A U.S. Supreme Court ruling released Thursday could unleash millions of additional corporate dollars aimed at influencing federal elections.
The ruling, which removes restrictions from corporate spending — and, presumably, spending by labor unions and other groups — on independent ads, applies only to federal elections, but it still highlights efforts in Kansas to make sure that voters at least know who is giving the money to support so-called “issue” advertising related to elections.
Political observers note that the federal ruling may have an impact on at least one Kansas Senate race this year. The Republican primary pits two sitting Kansas congressmen, Rep. Jerry Moran and Rep. Todd Tiahrt, against one another. National groups or corporations hoping to influence the race between the two candidates — one with conservative credentials (Tiahrt) and one who is more moderate (Moran) — now have free rein to produce and pay for their own campaign advertising. The ads are not financed or coordinated through the campaigns, but they can espouse a clear candidate preference.
The court’s ruling worries many citizens for a couple of reasons. Many voters already are concerned about how beholden many members of Congress are to the people who pour large amounts of money into their campaigns. The ruling throws that door wide open.
It’s also ironic that the well-funded messages of corporate entities can, and often do, drown out the voices of the candidates themselves. Voters should be casting their ballots based on the candidates’ agendas, not the agenda of whatever corporate entity wants to build them up or tear them down.

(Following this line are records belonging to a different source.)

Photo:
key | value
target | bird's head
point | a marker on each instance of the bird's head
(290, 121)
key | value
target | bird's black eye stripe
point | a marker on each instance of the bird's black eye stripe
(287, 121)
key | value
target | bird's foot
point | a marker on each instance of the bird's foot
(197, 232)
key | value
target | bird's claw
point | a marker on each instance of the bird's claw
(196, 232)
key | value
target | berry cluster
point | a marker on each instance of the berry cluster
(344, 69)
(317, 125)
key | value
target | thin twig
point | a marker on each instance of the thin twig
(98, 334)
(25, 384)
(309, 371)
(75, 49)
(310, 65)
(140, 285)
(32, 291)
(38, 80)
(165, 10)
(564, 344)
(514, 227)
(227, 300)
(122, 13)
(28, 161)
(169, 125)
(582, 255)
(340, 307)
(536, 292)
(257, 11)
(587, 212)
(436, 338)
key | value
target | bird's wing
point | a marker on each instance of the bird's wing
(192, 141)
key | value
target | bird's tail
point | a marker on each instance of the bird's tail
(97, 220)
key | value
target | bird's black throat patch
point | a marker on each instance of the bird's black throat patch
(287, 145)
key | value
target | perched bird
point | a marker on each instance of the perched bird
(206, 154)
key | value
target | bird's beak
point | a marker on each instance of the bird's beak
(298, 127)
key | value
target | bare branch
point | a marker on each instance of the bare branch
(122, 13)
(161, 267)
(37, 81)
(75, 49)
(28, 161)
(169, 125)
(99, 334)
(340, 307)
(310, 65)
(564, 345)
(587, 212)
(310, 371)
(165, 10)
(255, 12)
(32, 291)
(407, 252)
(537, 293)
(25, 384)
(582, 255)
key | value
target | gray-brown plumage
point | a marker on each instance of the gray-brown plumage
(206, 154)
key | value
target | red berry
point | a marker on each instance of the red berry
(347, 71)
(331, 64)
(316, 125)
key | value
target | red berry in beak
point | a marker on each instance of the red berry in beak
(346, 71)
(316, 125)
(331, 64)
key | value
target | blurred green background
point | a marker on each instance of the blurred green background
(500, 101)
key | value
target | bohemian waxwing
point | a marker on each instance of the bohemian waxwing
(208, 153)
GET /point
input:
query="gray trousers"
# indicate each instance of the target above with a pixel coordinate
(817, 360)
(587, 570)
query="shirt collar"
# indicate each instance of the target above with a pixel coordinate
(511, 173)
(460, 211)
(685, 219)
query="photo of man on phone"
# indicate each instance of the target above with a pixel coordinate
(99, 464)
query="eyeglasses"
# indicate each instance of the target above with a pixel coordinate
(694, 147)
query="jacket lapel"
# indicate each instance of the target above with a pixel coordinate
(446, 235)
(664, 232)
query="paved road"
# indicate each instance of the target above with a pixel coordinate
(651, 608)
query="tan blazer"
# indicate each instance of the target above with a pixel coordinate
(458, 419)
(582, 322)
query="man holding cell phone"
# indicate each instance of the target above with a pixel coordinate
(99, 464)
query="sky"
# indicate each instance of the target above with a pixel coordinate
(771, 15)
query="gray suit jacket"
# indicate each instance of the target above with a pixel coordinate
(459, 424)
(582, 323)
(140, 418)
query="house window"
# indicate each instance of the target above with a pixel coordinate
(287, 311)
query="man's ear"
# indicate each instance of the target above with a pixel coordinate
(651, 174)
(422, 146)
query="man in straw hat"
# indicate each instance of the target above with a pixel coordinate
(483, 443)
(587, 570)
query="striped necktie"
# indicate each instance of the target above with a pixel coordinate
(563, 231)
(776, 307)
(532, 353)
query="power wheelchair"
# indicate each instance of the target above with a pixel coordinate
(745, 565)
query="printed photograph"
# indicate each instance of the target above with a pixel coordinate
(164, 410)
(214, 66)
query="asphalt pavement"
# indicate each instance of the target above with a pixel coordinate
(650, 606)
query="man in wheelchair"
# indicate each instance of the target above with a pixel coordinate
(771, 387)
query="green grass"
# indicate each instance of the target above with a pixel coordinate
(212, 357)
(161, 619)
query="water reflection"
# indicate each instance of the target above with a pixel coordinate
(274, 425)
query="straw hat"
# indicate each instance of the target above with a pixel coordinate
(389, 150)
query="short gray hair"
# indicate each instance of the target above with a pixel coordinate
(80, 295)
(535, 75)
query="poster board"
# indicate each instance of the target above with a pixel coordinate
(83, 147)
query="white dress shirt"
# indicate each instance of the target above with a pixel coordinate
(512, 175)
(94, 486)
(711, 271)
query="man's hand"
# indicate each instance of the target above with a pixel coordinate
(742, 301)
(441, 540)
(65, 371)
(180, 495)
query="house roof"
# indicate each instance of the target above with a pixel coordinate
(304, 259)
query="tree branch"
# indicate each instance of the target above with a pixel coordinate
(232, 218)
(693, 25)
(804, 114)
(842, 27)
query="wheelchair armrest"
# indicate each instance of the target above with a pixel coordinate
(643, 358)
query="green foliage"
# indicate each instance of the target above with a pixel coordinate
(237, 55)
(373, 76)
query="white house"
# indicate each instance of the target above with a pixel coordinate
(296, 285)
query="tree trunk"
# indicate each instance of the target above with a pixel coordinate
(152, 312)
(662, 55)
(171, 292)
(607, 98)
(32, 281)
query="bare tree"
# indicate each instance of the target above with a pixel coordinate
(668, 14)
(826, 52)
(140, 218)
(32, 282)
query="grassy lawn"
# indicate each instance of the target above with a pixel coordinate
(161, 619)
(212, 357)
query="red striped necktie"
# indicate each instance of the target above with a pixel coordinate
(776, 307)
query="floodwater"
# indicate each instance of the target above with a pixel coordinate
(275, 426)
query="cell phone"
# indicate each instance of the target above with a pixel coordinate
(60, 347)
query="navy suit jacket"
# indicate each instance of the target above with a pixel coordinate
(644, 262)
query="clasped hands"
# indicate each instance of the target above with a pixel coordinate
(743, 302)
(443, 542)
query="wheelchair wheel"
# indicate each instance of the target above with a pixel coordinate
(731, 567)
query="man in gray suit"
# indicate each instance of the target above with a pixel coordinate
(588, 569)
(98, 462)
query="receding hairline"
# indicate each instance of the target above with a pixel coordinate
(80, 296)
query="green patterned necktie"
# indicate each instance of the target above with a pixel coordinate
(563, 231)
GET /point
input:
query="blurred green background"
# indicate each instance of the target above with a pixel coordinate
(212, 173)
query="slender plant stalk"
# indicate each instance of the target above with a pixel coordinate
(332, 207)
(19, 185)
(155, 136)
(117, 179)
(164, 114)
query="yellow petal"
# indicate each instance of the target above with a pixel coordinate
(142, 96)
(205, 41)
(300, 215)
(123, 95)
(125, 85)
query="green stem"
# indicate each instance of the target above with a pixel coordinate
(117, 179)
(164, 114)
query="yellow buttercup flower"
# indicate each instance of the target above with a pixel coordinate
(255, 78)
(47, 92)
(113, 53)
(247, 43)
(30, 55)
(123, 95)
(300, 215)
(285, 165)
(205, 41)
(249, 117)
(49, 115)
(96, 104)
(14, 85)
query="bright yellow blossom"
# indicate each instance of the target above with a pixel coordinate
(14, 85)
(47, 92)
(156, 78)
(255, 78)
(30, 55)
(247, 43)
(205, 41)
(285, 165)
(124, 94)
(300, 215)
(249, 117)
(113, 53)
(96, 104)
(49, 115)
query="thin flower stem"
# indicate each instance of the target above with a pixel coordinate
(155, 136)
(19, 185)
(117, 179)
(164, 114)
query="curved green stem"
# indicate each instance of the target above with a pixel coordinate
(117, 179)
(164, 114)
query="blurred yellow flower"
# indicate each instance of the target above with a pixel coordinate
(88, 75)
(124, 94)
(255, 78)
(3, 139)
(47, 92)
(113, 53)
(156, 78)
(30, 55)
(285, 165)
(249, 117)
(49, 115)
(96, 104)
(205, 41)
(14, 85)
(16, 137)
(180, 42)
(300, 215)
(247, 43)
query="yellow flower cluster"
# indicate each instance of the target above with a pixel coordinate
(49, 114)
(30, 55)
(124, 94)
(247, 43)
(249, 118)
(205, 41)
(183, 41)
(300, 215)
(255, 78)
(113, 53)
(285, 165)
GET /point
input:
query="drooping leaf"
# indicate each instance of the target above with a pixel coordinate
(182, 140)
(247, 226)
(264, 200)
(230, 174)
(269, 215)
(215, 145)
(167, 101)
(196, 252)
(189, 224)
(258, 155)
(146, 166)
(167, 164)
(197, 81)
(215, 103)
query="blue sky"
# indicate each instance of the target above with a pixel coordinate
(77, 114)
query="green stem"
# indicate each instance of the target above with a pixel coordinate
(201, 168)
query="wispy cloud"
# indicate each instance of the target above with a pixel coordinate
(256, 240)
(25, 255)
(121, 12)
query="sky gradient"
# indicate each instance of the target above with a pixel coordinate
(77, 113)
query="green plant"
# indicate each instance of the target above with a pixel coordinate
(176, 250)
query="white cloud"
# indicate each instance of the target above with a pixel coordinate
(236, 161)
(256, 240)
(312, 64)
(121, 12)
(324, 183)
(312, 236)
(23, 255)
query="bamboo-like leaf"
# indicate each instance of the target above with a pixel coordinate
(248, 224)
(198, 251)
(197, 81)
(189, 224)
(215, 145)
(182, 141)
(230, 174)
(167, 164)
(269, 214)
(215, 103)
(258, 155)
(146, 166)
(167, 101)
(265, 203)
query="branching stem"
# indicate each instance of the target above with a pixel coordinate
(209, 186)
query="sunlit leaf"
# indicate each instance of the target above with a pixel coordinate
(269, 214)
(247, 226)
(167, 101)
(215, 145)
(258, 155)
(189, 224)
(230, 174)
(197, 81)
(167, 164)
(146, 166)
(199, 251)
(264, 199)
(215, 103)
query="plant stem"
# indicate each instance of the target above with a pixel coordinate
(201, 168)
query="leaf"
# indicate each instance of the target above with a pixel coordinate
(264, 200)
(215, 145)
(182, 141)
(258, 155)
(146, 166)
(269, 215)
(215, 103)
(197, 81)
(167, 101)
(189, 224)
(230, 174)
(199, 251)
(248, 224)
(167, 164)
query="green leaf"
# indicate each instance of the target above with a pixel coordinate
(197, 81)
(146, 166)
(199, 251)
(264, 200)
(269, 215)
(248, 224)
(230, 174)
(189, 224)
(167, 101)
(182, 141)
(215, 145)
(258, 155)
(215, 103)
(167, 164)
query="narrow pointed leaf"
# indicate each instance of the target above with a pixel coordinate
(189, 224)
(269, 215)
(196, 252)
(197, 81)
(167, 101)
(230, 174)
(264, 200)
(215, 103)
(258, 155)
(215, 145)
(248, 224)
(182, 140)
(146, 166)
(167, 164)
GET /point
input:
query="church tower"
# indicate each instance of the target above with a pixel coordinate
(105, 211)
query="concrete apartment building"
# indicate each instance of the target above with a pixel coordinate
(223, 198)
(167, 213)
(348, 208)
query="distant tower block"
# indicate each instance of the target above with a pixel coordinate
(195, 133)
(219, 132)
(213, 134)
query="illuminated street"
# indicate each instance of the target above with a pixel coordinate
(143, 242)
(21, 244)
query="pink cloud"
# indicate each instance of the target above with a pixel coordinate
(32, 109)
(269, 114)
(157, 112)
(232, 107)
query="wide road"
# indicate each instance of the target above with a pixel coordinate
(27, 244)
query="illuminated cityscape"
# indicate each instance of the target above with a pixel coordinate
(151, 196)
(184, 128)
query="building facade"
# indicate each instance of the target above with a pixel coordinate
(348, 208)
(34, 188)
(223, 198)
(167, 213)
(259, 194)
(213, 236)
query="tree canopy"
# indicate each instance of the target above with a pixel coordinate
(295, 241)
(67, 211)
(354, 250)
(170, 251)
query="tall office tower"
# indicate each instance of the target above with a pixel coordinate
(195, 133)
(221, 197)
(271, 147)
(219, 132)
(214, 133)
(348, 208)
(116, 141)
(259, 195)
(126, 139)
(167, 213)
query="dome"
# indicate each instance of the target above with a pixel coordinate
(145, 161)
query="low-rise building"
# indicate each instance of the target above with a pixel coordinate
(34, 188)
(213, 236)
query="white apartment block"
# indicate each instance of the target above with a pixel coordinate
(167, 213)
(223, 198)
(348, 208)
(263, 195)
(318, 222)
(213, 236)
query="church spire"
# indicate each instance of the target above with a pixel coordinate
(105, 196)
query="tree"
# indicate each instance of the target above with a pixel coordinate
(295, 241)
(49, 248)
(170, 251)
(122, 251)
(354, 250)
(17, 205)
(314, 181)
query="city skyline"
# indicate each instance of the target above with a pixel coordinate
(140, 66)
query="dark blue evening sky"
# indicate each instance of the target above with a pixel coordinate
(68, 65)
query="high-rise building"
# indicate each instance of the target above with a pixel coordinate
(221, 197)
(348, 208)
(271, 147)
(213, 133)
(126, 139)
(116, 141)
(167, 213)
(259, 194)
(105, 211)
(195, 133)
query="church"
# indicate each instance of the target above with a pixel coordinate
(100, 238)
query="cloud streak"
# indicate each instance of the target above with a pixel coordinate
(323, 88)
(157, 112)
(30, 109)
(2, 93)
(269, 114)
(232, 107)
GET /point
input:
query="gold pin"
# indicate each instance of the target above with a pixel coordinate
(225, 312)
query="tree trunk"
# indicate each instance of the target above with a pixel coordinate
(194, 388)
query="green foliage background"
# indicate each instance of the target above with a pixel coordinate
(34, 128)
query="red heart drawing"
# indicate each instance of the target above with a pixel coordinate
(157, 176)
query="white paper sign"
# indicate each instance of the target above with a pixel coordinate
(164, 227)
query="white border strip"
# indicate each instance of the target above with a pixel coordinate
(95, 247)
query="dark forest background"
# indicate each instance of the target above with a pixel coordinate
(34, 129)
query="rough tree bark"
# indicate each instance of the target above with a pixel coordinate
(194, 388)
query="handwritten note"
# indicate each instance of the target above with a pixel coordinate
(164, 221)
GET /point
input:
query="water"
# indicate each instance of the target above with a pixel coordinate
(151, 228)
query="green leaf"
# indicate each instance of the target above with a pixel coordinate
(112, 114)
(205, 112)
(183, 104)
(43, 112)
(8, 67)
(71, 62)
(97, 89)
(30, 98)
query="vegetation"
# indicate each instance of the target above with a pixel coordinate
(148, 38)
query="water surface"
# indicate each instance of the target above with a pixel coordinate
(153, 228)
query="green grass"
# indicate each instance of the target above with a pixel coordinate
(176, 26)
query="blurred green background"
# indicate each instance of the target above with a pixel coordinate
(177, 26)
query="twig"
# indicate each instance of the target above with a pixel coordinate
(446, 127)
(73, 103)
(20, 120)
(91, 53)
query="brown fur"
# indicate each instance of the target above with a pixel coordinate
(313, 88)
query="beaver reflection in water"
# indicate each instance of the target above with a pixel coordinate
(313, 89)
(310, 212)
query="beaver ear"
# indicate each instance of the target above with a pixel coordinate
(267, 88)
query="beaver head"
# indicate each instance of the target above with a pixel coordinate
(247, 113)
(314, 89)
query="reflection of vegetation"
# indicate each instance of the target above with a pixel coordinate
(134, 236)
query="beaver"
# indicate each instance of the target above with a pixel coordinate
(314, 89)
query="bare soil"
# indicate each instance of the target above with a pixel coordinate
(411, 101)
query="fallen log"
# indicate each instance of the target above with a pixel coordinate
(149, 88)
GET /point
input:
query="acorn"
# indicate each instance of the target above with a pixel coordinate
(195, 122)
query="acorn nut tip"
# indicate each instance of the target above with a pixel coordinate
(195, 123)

The federal ruling doesn’t affect Kansas elections for offices from the governor on down. Kansas already allows independent and “issue” advertising in state races. However, the state still lacks a reporting requirement for individuals and groups who pay for issue ads.
Although issue ads don’t expressly advocate for or against a candidate, there usually is little doubt whom the ad supports. However, there is no requirement for the names of the people paying for those ads to be made public. A bill adding such a requirement was introduced Wednesday in the Kansas Legislature with the backing of the Kansas Governmental Ethics Commission.
People who oppose campaign financing or reporting laws often cite their First Amendment rights to free speech. Reporting laws don’t infringe on their right to say what they want, but they do require them to stand behind what they say. When the Bill of Rights was adopted in 1791, people usually voiced their opinions in their own identified publications or before a public audience that could readily identify the speaker and any agenda that might be behind his or her remarks. Modern mass media makes it easier to hide behind political action committees and other groups with ambiguous names.
Measures on financial reporting for issue advertising have been rejected before by Kansas legislators. They should rethink that stand. Given the potential influence issue advertising can have on state elections, it is only fair to let Kansas voters know who is paying for that influence.